Dow plans to fund the Rohm & Haas purchase with a $13 billion bridge loan, a $3 billion equity investment by Warren Buffett's Berkshire Hathaway Inc., and a $1 billion investment by the Kuwait Investment Authority. Dow would need only about $5 billion of the bridge loan with the Kuwait proceeds, chief financial officer Geoffery Merszei said Oct. 23 on a conference call.

Kuwait's state-owned Petrochemical Industries Co. was to pay $7.5 billion for a 50 percent stake in Dow plants and technology used to make commodity plastics and other products. The venture would pay each partner $1.5 billion, boosting Dow's net proceeds to $9 billion and reducing Petrochemical Industries' net cost to $6 billion.

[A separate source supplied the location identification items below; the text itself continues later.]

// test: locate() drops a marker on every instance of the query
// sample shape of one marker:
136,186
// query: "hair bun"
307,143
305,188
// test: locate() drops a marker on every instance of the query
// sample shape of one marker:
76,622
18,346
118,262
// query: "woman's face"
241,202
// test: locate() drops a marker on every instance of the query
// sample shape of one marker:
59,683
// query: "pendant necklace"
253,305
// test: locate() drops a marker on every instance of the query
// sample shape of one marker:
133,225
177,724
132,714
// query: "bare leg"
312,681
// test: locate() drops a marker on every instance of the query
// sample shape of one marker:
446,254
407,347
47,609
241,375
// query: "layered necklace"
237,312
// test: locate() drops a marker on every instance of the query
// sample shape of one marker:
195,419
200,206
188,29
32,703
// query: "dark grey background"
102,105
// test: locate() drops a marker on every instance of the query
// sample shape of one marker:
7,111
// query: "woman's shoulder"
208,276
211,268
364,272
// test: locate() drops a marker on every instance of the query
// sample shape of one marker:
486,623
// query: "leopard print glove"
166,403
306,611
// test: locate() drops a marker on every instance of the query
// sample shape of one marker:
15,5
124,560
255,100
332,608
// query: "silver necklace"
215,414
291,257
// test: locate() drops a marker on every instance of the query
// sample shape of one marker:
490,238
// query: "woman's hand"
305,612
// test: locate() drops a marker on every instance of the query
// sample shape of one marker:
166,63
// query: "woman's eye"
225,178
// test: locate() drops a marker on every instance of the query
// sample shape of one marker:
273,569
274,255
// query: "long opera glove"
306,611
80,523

"Dow is extremely disappointed with the decision by the Kuwait Government and is in the process of evaluating its options pursuant to the joint venture formation agreement," Dow said yesterday in the statement.

Dow would receive more than $2 billion if Kuwait breaks the deal, Liveris said in a Dec. 18 interview. Either side can claim as much as $2.5 billion if the other cancels the transaction, Dow said in a Dec. 1 regulatory filing.

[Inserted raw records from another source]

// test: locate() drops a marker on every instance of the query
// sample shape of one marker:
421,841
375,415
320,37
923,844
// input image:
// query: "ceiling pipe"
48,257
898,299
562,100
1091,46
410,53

K-Dow would be the world's largest producer of polyethylene plastic, used in milk jugs, food packaging and plastic pipes. The venture would employ more than 5,000 people and have annual revenue of about $15 billion, including $4 billion from the addition of two prior partnerships between Kuwait and Dow.

Dow on Dec. 1 announced it cut the original $9.5 billion price that Petrochemical Industries was to pay because of the weak economy and declining oil prices. Kuwait's Supreme Petroleum Council approved the transaction at the reduced price, and the agreements were signed Nov. 28.

The Kuwaiti government has been under pressure from opposition lawmakers to scrap the deal, which they said was overpriced. Some members of parliament threatened public questioning of the prime minister, Sheikh Nasser al-Mohammed al-Sabah, a nephew of Emir Sheikh Sabah al-Ahmed al-Sabah, Kuwait's ruler. They said the investment was too large at a time of falling oil prices.